Jaka terkekeh. “Ya terus hari ini gue harus musuhan sama Artha lagi, gitu?”

Fikri menggeleng. “Ya enggak,” katanya, lalu duduk di meja yang ada di belakangnya. “Maksudnya, jarang aja liatnya. Perlu diabadikan apa enggak? Kamera hape gue bagus,” imbuhnya begitu ia dapatkan posisi nyaman duduk di atas meja.

“Semua momen emang perlu diabadikan, Fik,” kata Jaka kemudian kembali menghadap ke arahku. Kedua alisnya terangkat, matanya yang terbingkai itu menyipit, bibirnya mengembang membentuk senyum manis. “Tapi enggak semuanya harus berupa foto atau semacamnya. Sekadar dikenang juga enggak apa-apa. Iya enggak, Ar?”

Bukannya menjawab, aku malah terpaku diam memandanginya. Aku sadar aku memandanginya. Namun, setiap kali aku ingin mengalihkan pandanganku, diriku tidak mau bergerak. Aku selalu ingin menambah sedetik, sedetik lagi, dan seterusnya.

“Et et et, matanya nakal ya Artha.” Fikri tahu-tahu memetik jarinya di depan wajahku. Satu-satunya alasan kenapa aku langsung menggelengkan kepalaku. Aku tidak bicara apapun, hanya menoleh kepada Fikri, dan diam. “Salting Jaka nanti diliatin sama lo gitu,” katanya.

Aku hanya menunjukkan cengir seperti orang tidak bersalah.

Tak lama setelah itu, beberapa teman lainnya ikut mengerubung, mengajak kami bicara, dan bertanya-tanya. Seperti Angga yang tiba-tiba bertanya, “Jadi? Setelah waktu itu lo nolak Jaka, sekarang timbul penyesalan-penyesalan gimanaaa gitu ya? Jadi lo deketin Jaka, Ar?”

Aku mengerlingkan mataku jengah. “Kebalik, Ngga,” kataku. “Jaka kali yang dari dulu deketin gue. Sampai sekarang, malah.”

Jaka terkekeh sambil mengacak-acak rambutku, “Suka ngarang anaknya.” Sekitar kami hanya tertawa-tawa menanggapinya. Pada akhirnya, salah satu dari mereka mengalihkan topik, kemudian aku lama-lama tidak ikut mengobrol. Aku hanya bermain dengan ponselku.

Sampai jam pelajaran habis hari ini, baru semuanya bubar dari mejaku, termasuk Jaka.

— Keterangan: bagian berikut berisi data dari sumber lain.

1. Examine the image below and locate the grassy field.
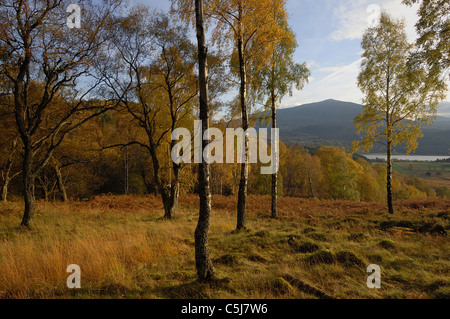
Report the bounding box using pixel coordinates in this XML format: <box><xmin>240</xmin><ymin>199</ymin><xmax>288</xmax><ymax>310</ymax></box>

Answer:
<box><xmin>394</xmin><ymin>161</ymin><xmax>450</xmax><ymax>187</ymax></box>
<box><xmin>0</xmin><ymin>196</ymin><xmax>450</xmax><ymax>299</ymax></box>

Laki-laki itu segera merapikan barang-barangnya sendiri, kemudian kembali lagi ke mejaku—berhubung aku belum selesai merapikan barang-barangku yang super berserakan di atas meja.

“Langsung pulang?” tanyanya. Aku hanya mengangguk. Demi apapun, aku masih lumayan lelah karena kemarin pulang sore. “Ya udah. ke ruang OSIS dulu ya sebentar. Semalam Dhimas minta data-data OSIS yang tahun kemarin. Janjian di ruang OSIS.”

Aku hanya mengangguk, lagi. Kemudian beranjak dari kelas ketika urusanku dengan barang-barang berantakan sudah selesai. Jaka dan aku jalan seiringan menuju ruang OSIS, menemui beberapa pengurus OSIS angkatanku dan angkatan Dhimas sedang sibuk dengan kegiatannya masing-masing.

Ada yang mengerjakan tugasnya, ada yang bermain gitar sambil bernyanyi-nyanyi, ada yang mengobrol, ada yang main game online ramai-ramai. Aku hanya menunggu di depan—karena malas melepas sepatu—sementara Jaka masuk untuk menemui Dhimas.

“Eh, Kak Artha,” sapa Ranita begitu ia tiba. Aku hanya tersenyum. “Masuk lah Kak, ngapain sih di luar,” katanya.

Aku mengangguk, “Iya, enggak apa-apa ah. Jaka sebentar doang, ini nungguin Jaka.”

Ranita hanya senyum, lalu ia masuk ke ruang OSIS. Sementara aku benar-benar duduk di depan ruang OSIS sambil memainkan ponselku. Tak lebih dari lima belas menit setelahnya, Jaka keluar. Namun ternyata bukan untuk mengajak pulang, melainkan untuk mengajakku masuk.

“Mas Haris lagi di daerah Pramuka, Ar. Kamu tetap mau pulang sekarang? Kalau enggak, Mas Haris jemput, nanti diantar pulang. Tapi tungguin dia sebentar,” katanya. Aku diam sejenak; berpikir. Kurasa aku harus mempertimbangkan beberapa hal. “Palingan setengah jam lagi. Kamu mau istirahat dulu di dalam? Atau gimana?”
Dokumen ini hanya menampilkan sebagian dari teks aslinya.